The industry groups, which include AHA, the Association of American Medical Colleges, and America’s Essential Hospitals, had argued that the rate adjustment wipes out $1.6 billion of reimbursements—money the hospitals use to provide other health services to needy populations. The hospitals said the Medicare rate adjustments were so significant that they ran counter to the statutory scheme of the 340B program.

“I’ve heard from many hospitals that [the rate cuts have] been a hard pill to swallow for them and it has caused budgetary issues,” Justin Linder, of counsel with Dughi, Hewit & Domalewski PC in Cranford, N.J., told Bloomberg Law. Linder works on drug pricing and health-care regulatory matters.

Rate Cuts

In 2017, the Centers for Medicare & Medicaid Services looked at the Medicare reimbursement rates for hospitals getting discounted drugs from pharma companies under 340B, a program administered by the Health Resources and Services Administration at the Department of Health and Human Services. In July 2017, the CMS proposed changing the reimbursement rate for outpatient drugs reimbursed through the outpatient prospective payment system, which pays hospitals directly for administering outpatient drugs and providing services.
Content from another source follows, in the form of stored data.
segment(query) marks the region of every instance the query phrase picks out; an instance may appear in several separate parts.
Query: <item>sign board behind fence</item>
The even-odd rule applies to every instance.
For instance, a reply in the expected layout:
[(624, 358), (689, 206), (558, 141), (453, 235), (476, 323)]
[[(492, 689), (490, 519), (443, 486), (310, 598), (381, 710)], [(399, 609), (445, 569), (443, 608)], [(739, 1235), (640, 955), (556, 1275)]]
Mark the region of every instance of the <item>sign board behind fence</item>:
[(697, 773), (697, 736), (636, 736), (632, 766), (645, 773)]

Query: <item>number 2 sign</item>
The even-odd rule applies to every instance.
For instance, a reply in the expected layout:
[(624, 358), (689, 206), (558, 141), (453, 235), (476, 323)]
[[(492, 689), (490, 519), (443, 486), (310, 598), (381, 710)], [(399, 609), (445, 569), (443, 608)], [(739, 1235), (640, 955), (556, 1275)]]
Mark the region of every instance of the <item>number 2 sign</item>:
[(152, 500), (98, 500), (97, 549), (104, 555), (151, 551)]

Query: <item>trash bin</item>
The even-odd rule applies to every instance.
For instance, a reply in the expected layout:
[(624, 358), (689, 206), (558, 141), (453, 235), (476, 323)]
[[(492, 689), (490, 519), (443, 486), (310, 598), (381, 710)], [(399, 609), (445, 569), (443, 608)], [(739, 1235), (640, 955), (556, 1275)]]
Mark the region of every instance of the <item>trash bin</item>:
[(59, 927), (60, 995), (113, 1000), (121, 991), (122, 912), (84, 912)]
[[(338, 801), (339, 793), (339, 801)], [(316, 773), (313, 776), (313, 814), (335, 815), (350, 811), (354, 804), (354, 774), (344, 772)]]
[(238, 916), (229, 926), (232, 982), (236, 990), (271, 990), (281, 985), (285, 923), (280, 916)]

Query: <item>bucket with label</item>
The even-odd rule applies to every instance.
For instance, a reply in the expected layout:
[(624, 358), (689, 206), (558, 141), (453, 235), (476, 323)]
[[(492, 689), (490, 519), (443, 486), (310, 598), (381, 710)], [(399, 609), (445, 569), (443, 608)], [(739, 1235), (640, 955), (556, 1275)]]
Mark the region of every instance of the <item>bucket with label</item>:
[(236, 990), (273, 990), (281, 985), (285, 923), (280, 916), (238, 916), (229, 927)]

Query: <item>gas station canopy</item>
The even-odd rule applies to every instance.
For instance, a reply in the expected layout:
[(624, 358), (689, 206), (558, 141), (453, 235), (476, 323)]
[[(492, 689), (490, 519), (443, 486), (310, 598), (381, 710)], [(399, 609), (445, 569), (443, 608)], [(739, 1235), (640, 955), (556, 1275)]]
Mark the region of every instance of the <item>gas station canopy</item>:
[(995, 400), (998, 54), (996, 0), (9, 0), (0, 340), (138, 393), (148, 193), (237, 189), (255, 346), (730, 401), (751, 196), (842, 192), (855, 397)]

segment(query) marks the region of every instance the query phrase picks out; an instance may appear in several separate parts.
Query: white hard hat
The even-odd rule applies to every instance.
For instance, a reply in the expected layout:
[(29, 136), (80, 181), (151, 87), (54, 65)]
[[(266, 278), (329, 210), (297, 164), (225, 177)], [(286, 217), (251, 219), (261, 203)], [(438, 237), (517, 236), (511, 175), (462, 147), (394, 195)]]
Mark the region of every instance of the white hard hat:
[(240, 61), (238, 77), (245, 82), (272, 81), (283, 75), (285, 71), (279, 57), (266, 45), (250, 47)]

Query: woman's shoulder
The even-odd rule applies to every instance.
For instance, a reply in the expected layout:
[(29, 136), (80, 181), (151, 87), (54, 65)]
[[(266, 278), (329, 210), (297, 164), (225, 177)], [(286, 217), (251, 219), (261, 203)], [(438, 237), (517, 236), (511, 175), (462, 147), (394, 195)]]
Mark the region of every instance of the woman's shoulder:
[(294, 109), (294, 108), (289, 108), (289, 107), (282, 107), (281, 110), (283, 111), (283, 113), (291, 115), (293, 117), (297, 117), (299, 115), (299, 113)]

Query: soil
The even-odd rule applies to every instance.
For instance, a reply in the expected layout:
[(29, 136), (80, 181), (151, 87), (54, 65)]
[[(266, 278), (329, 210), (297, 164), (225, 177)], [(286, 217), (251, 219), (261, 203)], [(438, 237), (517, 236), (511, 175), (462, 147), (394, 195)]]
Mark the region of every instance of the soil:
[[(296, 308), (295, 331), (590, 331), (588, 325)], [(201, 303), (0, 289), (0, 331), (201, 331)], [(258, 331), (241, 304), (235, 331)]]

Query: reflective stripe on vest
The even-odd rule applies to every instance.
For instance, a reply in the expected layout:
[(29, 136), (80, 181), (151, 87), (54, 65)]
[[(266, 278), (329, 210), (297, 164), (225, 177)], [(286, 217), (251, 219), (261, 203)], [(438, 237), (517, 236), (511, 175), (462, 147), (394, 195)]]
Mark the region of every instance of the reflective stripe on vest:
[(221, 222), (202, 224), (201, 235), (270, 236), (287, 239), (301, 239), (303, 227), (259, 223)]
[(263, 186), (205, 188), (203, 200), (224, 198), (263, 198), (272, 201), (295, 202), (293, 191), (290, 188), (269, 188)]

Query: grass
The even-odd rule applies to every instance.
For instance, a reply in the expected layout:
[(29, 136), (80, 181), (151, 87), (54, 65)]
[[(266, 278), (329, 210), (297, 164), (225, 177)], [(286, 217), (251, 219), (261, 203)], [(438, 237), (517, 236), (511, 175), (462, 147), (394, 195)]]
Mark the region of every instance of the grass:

The proposed rule reduced payment rates from “average sales price” of the drugs plus 6 percent, to hospitals’ actual acquisition cost of the drugs, which the CMS estimated to be average sales price minus 22.5 percent.

The hospitals objected to the change during the agency’s notice and comment period, but the agency adopted the payment reduction in November 2017.

In January, the U.S. District Court for the District of Columbia denied the hospitals’ request for an injunction to prevent the rate cuts because they “failed to present any claim to the Secretary [of HHS] for final decision.”

Appeals Court Decision

At oral argument, the D.C. Circuit panel seemed skeptical that the hospitals had not waited until the new rates went into effect and then challenged their reimbursements under those rates at the agency level.

In its opinion, the court found that the hospitals’ claims had not been properly presented to the agency for appeal. Although the AHA had filed comments in an informal rulemaking process, the court did not find that that was an appealable final decision under the Medicare statutes.

According to the court, the hospitals must exhaust their administrative remedies available through the HHS.

“We are deeply disappointed that the courts have once again failed to rule on the merits of our case,” the hospital groups said in a statement provided to Bloomberg Law.

“As today’s decision stated, ‘The question presented is not whether they may obtain judicial review of their challenges … but when and how they may do so through the special-review scheme for Medicare claims.’"

The hospital groups said they plan to refile their case in district court now that the new rates have gone into effect and some reimbursement appeals have been denied at the agency level.

Linder said that because the hospitals must re-file, it will be many months before there is an ultimate decision on the rates.

“Now that the presentment issue has been resolved,” the real question that a court must determine is “whether it is within the discretion of the [HHS] secretary to make these adjustments without judicial review,” Linder said.

The case is Am. Hosp. Assoc. v. Azar, D.C. Cir., No. 18-05004, 7/17/18.